Abstract
Autophagy is a cellular mechanism used to digest damaged cellular components into component residues, which may be recycled to generate essential macromolecules. All cells undergo autophagy, but the mechanism is up-regulated in stressed cells such as those with nutrient depletion and hypoxia; such stress is common in nutrient-deprived regions of solid tumors, and autophagy co-localizes with hypoxia in tumors (1). Autophagy involves the formation of autophagosomes, which have a double membrane enclosing cytoplasmic cellular components; this then fuses with an acidic lysosome to produce a mature autolysosome in which cellular proteins are degraded by cathepsins (2–3–4).

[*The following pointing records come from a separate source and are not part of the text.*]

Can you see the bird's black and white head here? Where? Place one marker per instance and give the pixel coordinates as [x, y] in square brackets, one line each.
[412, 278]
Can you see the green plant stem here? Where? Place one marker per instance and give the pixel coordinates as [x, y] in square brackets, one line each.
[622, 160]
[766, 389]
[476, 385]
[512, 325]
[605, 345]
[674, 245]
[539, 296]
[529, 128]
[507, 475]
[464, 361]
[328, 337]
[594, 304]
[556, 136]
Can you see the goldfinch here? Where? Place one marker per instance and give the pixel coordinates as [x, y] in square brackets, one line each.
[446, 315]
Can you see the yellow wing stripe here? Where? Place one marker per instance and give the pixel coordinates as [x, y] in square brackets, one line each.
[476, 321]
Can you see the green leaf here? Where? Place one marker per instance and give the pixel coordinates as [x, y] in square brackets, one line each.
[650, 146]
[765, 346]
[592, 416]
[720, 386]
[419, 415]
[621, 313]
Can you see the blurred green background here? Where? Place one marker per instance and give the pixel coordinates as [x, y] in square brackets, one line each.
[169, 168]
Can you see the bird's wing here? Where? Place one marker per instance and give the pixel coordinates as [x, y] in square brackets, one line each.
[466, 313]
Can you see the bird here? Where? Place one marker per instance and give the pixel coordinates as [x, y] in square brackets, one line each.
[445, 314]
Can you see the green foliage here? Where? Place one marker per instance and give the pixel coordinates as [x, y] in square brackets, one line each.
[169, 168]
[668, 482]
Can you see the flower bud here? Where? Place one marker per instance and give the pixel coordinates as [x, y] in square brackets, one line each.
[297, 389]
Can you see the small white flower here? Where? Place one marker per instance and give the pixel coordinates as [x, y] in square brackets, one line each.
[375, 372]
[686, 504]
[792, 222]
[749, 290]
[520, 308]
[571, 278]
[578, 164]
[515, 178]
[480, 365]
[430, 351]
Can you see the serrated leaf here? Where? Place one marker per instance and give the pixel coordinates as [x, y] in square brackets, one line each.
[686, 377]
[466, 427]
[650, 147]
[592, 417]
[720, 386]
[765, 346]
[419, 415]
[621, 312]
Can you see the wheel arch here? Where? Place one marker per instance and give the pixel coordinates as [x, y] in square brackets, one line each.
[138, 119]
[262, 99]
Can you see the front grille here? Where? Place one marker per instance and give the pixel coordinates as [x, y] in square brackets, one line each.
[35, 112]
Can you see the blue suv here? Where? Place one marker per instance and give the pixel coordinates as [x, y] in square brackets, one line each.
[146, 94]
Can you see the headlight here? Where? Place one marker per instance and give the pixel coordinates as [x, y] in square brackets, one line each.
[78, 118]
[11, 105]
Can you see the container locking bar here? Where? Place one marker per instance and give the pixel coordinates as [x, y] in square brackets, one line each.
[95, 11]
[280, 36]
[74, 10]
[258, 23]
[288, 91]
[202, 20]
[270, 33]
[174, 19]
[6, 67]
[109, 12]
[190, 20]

A series of autophagy-related proteins (known as ATGs) are responsible for the induction and regulation of autophagy. The human form of ATG8 is microtubule-associated protein light-chain 3B (LC3B), which exists in a cytosolic form as LC3B-I. Upon activation of autophagy, LC3B-I is cleaved and modified to LC3B-II, which then binds to the membrane of the autophagosome (5, 6). LC3B-II has been used widely as a marker of autophagy, although an increase in LC3B-II can be due to either increased LC3B-I processing from activation of autophagy or a buildup of membrane-bound LC3B-II following inhibition of lysosomal fusion. An additional marker of autophagy, p62/SQSTM1 (p62), is recruited with LC3B-II to autophagosomes but, unlike LC3B-II, is degraded within the mature autolysosome (6, 7); thus increased p62 is indicative of inhibition of lysosomal fusion to the autophagosome – i.e., inhibition of autophagy.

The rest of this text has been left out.